The conditions for entry into India are onerous — you cannot go in step by step but have to commit the equivalent of Rs 500 crore up front, invest half of it in backend facilities, buy 30 per cent of throughput from small and medium enterprises, and have access to only half of the large cities in the country, where real estate costs are unnaturally high. Single-brand retailers like Ikea may be more likely to take the plunge. In short, anyone who thinks that Walmart, Tesco, Metro and the others are about to throw millions out of jobs and shut down thousands of small retail outlets is indulging in scare scenarios far removed from reality. Bata, please remember, has been in existence for decades but most Indians buy their shoes elsewhere. Reliance, Bharti, Birla and Tata are all in the retail business already, and they don’t have the restrictions stipulated for foreign retailers who might want to come in; so why don’t these Indian corporate giants pose a threat to small retailers? The blunt truth is there is a lot of humbug being dished out, not least by the duplicitous Bharatiya Janata Party, which was in favour of opening it up in 2004 (when it saw itself as the party of government). In 2009, after it had become the party in opposition, it reversed its position.

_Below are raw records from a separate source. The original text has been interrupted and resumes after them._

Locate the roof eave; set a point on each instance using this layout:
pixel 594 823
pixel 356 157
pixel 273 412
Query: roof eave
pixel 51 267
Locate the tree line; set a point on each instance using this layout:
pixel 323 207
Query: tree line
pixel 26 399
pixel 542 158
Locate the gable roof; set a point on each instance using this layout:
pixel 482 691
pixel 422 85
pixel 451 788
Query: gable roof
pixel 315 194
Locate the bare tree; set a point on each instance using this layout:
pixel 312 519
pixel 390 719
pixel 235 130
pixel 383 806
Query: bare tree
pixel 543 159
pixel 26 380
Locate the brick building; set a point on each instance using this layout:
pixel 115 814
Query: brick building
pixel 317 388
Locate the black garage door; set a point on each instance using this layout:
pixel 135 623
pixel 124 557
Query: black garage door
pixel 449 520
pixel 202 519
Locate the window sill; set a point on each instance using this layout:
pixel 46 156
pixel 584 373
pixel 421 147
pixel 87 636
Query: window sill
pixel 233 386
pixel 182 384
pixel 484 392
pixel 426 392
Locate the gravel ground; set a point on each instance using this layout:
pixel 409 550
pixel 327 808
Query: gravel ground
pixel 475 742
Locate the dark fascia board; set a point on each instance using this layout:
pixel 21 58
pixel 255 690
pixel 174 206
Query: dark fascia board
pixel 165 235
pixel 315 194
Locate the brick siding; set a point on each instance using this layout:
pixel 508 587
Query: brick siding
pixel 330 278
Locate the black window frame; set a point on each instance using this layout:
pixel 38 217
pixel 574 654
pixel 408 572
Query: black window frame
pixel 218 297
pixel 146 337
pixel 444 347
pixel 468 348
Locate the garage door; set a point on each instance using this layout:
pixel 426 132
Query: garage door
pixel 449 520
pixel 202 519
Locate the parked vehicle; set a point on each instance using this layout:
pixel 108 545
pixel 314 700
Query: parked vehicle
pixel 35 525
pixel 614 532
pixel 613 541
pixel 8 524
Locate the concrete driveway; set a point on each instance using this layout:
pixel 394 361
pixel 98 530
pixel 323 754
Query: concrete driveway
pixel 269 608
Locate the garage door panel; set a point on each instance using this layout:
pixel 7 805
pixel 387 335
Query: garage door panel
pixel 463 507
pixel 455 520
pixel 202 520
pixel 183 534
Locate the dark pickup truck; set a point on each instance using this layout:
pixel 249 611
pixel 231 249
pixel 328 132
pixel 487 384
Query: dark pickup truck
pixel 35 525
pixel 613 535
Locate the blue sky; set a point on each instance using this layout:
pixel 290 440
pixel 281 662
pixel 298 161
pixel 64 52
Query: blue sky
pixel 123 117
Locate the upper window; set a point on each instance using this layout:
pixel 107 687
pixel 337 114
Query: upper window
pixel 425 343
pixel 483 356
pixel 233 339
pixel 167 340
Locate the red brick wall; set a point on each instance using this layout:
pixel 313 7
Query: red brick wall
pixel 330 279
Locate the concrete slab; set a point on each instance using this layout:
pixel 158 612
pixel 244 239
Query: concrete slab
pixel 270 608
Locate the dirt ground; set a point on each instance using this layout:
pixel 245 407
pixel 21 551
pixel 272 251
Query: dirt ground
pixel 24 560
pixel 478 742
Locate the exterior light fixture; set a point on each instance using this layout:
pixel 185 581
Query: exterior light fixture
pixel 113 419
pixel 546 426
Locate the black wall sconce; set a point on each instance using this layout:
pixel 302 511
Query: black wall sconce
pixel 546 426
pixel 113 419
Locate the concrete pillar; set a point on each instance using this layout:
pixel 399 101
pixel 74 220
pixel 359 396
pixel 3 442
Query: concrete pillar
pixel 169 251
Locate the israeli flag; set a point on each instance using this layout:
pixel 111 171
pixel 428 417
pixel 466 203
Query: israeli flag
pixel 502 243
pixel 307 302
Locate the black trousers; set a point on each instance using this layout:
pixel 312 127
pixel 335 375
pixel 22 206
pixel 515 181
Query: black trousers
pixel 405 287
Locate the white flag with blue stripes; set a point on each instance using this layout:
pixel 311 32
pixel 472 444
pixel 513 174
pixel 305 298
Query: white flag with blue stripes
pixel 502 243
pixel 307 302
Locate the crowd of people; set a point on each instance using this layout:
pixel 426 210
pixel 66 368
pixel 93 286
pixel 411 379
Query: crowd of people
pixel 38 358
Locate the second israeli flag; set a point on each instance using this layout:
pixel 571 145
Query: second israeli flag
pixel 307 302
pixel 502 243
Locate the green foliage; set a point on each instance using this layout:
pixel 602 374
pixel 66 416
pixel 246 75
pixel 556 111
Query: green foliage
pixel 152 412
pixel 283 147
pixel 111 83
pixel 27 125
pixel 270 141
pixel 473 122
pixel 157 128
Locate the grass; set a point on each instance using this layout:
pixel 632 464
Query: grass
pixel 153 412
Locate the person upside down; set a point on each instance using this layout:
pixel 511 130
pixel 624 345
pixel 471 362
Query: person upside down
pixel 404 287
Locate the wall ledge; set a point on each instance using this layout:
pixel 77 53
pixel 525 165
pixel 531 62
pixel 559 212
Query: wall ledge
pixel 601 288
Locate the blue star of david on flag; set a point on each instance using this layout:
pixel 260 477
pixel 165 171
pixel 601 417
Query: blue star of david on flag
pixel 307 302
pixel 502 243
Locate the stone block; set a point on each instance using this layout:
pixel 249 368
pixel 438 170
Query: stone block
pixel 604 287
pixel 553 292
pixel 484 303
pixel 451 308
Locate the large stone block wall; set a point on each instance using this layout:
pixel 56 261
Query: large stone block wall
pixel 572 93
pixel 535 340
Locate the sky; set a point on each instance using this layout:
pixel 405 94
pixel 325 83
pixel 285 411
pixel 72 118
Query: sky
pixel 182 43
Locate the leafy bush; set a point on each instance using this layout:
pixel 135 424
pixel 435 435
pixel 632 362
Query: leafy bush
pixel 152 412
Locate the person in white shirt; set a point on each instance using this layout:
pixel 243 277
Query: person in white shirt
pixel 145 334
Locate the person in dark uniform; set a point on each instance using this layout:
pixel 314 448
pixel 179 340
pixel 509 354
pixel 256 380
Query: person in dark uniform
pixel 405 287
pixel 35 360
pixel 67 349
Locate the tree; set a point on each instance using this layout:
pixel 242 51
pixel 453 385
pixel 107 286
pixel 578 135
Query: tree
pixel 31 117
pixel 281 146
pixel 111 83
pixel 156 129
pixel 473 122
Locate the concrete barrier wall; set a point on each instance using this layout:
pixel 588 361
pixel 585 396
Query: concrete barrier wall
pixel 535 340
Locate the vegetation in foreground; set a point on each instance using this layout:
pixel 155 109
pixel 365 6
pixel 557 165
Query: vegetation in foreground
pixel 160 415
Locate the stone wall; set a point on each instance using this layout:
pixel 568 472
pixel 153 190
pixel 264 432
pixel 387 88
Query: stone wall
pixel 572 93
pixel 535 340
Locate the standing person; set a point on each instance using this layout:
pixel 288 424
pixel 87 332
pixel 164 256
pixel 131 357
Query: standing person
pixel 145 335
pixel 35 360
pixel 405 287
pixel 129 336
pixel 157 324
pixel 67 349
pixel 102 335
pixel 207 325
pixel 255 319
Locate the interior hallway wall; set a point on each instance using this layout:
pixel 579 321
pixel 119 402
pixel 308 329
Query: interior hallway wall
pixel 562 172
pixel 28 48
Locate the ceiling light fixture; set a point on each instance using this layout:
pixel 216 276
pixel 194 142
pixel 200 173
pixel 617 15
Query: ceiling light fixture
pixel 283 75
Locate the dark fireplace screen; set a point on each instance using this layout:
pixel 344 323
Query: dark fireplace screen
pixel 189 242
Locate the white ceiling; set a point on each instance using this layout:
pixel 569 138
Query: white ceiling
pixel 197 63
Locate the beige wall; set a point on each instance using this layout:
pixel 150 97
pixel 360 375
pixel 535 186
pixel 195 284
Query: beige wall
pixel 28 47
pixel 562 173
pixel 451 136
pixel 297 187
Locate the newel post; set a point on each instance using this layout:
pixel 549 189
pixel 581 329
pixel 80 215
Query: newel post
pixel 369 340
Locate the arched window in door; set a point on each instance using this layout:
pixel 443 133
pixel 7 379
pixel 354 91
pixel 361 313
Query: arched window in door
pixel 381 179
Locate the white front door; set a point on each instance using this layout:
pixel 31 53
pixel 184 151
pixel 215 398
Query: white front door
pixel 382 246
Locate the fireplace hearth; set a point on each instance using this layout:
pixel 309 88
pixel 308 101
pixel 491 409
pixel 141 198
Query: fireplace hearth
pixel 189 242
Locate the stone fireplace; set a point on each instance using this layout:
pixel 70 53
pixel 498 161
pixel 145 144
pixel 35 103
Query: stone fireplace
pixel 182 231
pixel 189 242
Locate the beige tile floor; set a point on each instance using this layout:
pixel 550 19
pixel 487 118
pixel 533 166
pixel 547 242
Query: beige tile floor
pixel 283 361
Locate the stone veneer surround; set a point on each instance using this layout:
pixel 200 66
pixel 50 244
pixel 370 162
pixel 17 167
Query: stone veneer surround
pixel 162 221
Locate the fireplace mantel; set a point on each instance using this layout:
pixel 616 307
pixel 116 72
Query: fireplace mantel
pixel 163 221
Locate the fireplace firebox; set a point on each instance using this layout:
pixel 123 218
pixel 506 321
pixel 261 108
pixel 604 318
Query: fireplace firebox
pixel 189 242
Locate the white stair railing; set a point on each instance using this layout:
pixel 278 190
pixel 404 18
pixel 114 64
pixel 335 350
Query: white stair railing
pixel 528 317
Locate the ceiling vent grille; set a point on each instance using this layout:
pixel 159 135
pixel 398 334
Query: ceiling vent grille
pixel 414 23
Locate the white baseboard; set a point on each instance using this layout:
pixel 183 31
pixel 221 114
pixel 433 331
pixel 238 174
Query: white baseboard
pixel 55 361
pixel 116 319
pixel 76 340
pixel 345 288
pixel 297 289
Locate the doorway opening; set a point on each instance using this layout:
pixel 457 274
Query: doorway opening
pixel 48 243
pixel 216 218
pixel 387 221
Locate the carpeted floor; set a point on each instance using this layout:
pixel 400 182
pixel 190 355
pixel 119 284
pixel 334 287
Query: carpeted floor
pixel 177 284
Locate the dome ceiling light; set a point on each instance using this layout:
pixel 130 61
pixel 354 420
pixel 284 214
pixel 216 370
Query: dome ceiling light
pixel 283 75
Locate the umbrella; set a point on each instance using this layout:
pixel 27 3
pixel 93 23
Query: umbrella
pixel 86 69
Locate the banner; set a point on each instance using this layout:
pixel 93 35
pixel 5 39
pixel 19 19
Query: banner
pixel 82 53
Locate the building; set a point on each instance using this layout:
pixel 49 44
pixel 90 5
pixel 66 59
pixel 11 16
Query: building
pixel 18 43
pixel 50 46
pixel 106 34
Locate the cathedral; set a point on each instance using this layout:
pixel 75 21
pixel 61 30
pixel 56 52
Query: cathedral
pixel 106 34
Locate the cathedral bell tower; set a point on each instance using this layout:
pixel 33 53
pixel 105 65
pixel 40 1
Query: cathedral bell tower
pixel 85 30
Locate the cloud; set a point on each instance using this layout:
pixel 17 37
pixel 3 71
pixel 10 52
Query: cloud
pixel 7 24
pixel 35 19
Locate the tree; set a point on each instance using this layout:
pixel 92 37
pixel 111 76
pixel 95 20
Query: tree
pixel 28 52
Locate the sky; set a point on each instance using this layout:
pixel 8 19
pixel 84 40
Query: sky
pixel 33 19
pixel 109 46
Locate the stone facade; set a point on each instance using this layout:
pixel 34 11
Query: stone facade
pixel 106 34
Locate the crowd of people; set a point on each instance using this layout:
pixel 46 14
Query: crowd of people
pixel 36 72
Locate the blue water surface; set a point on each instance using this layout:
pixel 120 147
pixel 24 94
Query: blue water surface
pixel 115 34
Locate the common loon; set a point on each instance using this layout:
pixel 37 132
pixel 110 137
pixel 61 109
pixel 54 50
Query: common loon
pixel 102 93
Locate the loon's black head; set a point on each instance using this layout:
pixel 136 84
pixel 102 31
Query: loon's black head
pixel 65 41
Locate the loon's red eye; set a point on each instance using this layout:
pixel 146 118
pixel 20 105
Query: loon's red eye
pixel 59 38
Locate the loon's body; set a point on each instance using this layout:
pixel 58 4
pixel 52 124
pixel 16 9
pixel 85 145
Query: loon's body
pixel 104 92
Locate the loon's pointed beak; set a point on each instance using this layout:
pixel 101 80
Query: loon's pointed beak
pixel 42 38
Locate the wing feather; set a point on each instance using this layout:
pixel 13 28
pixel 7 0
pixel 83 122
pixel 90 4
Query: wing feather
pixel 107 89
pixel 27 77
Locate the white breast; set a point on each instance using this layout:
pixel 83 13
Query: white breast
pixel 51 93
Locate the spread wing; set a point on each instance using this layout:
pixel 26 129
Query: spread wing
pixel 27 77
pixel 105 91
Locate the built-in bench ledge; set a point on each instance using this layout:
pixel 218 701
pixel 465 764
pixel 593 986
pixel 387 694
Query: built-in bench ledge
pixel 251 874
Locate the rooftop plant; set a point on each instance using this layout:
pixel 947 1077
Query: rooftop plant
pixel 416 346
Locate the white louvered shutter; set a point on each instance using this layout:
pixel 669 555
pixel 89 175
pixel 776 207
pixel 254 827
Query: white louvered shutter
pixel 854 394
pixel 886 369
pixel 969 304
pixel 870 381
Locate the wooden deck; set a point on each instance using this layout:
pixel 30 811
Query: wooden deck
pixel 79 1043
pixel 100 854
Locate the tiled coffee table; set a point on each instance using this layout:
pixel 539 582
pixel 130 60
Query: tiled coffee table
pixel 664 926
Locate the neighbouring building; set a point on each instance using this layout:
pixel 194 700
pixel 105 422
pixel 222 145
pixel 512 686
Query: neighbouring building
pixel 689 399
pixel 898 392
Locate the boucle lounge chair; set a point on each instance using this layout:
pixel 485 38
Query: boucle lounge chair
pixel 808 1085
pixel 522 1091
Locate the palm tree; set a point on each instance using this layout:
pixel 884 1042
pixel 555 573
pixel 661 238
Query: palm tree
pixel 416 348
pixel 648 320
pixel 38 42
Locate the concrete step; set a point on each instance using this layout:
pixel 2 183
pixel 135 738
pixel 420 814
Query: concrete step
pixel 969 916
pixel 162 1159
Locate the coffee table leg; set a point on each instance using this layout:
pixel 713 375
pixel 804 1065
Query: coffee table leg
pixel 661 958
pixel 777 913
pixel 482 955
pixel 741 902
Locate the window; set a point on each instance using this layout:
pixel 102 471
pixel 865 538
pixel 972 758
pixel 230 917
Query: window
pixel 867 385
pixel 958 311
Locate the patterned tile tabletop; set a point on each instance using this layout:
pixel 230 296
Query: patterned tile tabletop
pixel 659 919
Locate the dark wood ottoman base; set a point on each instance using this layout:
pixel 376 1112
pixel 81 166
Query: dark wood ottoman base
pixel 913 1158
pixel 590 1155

The real message is that it has become impossible to reform India. If an innocuous decision on retail creates near-unanimous opposition, including from members of the ruling alliance and important people in the Congress itself, what prospects can there possibly be for labour reform, or cutting out the waste in all the government boondoggles dished out in the name of poverty alleviation? Jairam Ramesh as the minister for rural development may target Uttar Pradesh for waste and scams in government programmes, but everyone knows that the problem is not confined to one state; yet, without reforming delivery systems, the government is busy thinking up yet more boondoggles. The result is a fiscal mess that cannot be cleaned up, in part because every economic issue becomes the subject of competitive political posturing, and long-overdue initiatives like the goods and services tax are stuck in Centre-state parleys. The larger message is that India’s political class has no time for economic reform, and no understanding of the need for it in an uncertain world where China becomes more powerful day by day on the strength of its superior economic performance. Talk of short-sighted political elites.